Local playwright Christopher Chen’s last work with San Francisco’s Crowded Fire Theater was The Hundred Flowers Project in 2012, a truly remarkable play about a theatrical troupe collaboratively creating a postmodern play about Chairman Mao that takes on a life of its own until the creators can no longer tell real life from the all-consuming play.
Chen’s latest at Crowded Fire, The Late Wedding, is similarly heady and meta-fictional. This one’s inspired by the writings of Italian fabulist Italo Calvino, particularly his novel Invisible Cities, a collection of visions of fantastical cities that often act as allegories to explore philosophical themes. Chen substitutes marriages for cities, depicting an anthropologist exploring the marital customs of various fictional tribes.

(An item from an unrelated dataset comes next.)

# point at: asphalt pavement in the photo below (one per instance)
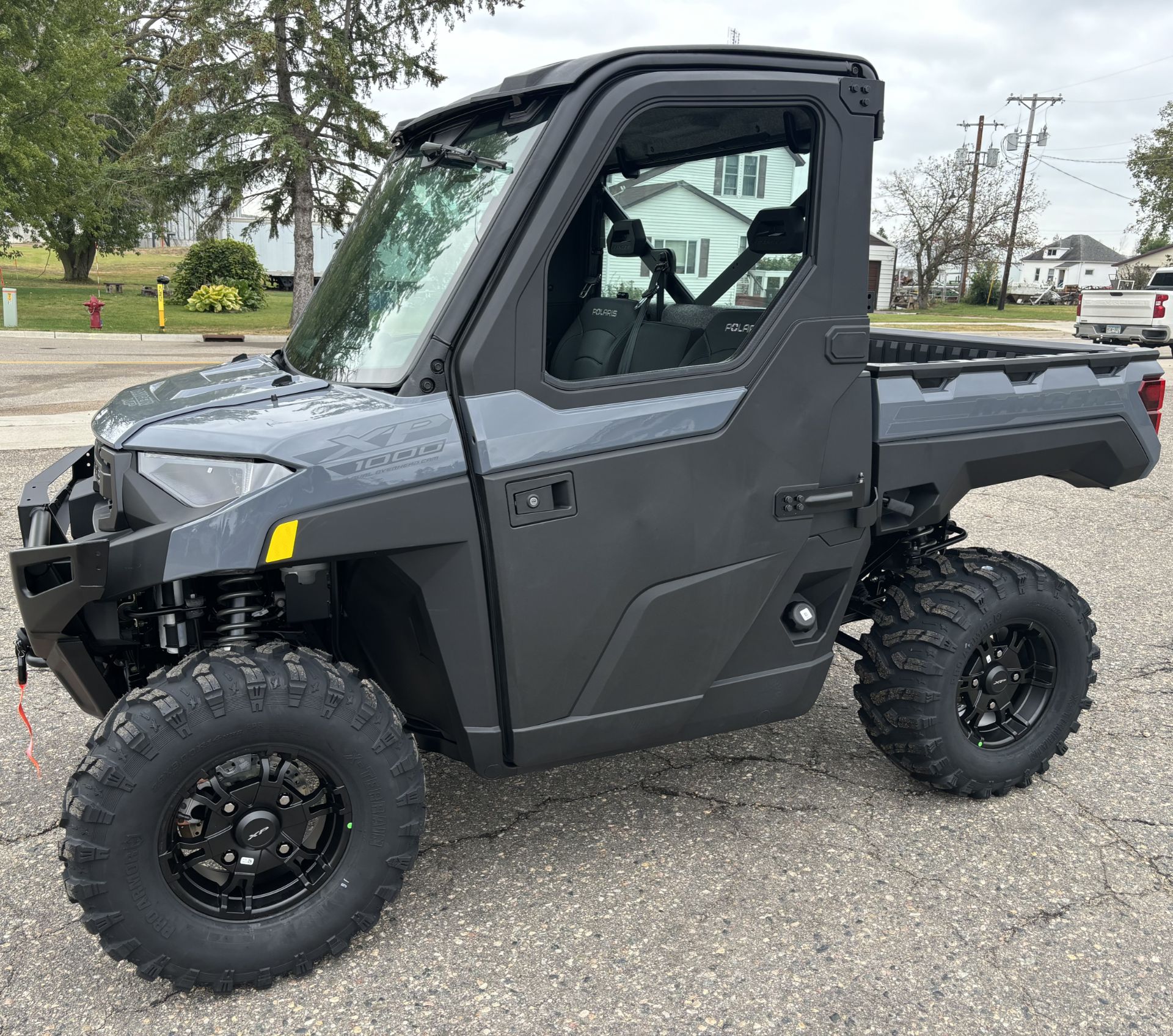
(784, 879)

A couple in one tribe (Michael Anthony Torres and Lawrence Radecker) spends all their time reminiscing, panicking a little whenever they have trouble reaching consensus on a minor detail of their shared memory. Another tribe believes in prolonging the anticipation of marriage to the point where long-distance relationships are the norm, as heartbreakingly depicted by Kathryn Zdan and Lauren Spencer. Yet another tribe believes that life is death and thus practices detachment in relationships, and Michele Leavy and Ogie Zulueta are hilarious in attempting to present a united front of serenity while squabbling over details as if no more enlightened than anybody else. The marriages are presented without regard to gender; more of them are same-sex than opposite-sex, but that aspect isn’t commented upon, just allowed to speak for itself.

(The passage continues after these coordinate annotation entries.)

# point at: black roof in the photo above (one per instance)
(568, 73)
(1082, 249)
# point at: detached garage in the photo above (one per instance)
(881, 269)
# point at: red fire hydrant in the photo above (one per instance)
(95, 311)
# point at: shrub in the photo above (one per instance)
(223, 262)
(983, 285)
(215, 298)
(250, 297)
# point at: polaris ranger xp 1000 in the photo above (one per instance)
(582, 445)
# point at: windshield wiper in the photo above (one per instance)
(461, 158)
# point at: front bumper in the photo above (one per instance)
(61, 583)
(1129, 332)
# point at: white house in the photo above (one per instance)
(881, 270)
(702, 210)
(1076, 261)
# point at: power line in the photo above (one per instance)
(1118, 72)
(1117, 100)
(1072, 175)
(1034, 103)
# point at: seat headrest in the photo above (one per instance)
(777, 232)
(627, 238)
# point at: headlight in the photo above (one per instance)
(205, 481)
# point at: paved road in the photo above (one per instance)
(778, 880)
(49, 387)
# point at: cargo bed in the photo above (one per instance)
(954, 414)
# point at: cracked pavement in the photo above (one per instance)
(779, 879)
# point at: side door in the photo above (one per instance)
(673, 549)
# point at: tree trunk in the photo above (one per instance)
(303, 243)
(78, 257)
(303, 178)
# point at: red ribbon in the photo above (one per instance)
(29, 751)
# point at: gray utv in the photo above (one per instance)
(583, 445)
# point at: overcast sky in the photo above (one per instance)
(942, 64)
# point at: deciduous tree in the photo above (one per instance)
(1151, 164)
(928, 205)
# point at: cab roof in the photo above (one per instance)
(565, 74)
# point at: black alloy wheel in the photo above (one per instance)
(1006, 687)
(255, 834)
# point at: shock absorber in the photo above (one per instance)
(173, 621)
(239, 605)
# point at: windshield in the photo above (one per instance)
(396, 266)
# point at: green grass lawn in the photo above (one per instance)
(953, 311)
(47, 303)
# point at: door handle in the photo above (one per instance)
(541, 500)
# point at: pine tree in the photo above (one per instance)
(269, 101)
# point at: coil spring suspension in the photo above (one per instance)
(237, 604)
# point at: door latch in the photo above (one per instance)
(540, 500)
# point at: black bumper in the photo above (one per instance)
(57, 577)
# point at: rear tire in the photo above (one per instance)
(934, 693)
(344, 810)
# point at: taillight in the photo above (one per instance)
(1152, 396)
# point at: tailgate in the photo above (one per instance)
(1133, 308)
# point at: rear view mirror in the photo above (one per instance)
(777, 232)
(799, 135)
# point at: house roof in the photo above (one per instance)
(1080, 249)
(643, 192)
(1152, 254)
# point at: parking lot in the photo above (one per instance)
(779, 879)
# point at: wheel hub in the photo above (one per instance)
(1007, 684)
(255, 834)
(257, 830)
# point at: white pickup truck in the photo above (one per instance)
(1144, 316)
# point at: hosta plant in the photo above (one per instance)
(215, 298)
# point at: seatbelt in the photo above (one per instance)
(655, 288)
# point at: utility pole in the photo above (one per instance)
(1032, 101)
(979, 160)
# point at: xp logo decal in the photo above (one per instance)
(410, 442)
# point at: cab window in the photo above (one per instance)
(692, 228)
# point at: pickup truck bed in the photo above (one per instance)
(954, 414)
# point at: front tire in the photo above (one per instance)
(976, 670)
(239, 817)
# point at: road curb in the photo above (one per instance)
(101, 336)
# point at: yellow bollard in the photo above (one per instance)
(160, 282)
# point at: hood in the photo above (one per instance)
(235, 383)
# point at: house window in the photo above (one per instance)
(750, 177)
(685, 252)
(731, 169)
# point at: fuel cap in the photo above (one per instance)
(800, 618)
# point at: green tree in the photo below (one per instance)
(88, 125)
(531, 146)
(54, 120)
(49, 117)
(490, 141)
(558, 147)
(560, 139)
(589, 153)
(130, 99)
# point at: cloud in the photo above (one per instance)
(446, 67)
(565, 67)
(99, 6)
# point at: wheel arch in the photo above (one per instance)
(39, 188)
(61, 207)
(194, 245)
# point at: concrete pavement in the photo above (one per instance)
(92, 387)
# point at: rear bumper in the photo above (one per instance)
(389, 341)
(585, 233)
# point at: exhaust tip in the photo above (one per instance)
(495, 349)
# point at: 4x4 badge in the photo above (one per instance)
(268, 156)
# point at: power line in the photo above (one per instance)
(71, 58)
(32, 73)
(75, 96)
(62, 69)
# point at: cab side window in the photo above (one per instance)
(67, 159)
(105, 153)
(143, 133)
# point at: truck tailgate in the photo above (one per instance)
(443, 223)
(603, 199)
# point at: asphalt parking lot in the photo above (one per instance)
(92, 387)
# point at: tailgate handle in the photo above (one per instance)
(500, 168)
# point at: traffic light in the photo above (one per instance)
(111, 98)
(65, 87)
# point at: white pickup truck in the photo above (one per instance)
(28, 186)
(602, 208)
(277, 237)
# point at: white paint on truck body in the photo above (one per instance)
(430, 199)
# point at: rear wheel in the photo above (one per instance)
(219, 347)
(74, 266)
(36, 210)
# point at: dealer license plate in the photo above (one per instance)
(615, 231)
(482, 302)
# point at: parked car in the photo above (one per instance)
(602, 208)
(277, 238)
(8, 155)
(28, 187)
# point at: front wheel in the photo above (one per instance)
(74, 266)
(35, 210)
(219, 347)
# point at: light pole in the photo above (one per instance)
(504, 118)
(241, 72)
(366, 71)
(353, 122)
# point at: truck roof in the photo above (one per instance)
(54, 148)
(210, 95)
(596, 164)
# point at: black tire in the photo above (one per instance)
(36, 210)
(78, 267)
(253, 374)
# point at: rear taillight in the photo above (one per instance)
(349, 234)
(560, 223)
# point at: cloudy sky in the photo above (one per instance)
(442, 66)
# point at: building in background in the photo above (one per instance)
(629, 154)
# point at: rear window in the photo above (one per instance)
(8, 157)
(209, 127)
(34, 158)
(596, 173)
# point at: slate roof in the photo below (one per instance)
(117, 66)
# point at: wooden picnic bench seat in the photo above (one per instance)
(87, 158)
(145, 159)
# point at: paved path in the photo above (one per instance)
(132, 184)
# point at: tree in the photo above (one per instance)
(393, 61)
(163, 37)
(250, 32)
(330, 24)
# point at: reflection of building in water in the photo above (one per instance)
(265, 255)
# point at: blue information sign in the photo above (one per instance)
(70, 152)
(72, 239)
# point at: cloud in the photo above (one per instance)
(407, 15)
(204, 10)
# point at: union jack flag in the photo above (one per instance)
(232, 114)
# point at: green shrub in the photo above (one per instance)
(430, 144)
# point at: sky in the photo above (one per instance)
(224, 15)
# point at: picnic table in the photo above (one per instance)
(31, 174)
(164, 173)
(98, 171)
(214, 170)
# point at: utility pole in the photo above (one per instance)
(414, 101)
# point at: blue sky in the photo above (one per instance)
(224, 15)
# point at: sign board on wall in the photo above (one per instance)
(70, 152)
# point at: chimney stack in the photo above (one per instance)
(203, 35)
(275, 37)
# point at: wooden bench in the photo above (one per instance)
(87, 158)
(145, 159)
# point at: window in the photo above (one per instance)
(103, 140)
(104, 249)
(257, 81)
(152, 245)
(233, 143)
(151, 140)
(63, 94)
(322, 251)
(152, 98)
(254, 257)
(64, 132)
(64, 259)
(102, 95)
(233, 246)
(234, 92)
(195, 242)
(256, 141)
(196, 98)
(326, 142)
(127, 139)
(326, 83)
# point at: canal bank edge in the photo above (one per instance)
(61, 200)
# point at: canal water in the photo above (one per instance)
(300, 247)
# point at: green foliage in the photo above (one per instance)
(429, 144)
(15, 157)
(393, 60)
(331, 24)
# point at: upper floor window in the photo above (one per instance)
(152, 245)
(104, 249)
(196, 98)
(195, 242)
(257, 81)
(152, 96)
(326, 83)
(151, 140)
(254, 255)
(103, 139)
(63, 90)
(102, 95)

Calvino’s novel If on a Winter Night a Traveler is also an explicit influence. Much of that novel was a second-person account of the reader’s experience of reading the book, and the play begins in a similar way, with Zdan’s pre-show turn-off-your-phones speech morphing into her telling us what we’re thinking, including what we’re thinking about her telling us what we’re thinking.
Artistic director Marissa Wolf’s deft staging fully embraces and accentuates the weirdness of Chen’s assemblage of fragmenting vignettes. The terrific six-person cast continually morphs from one role to another, with some roles echoing others with similar interactions or snippets of repeated language. According to the press release, the play is designed for anywhere from three to 16 actors, so it could be that those resonances are in part due to an element of chance in which roles happen to be sharing one actor’s face.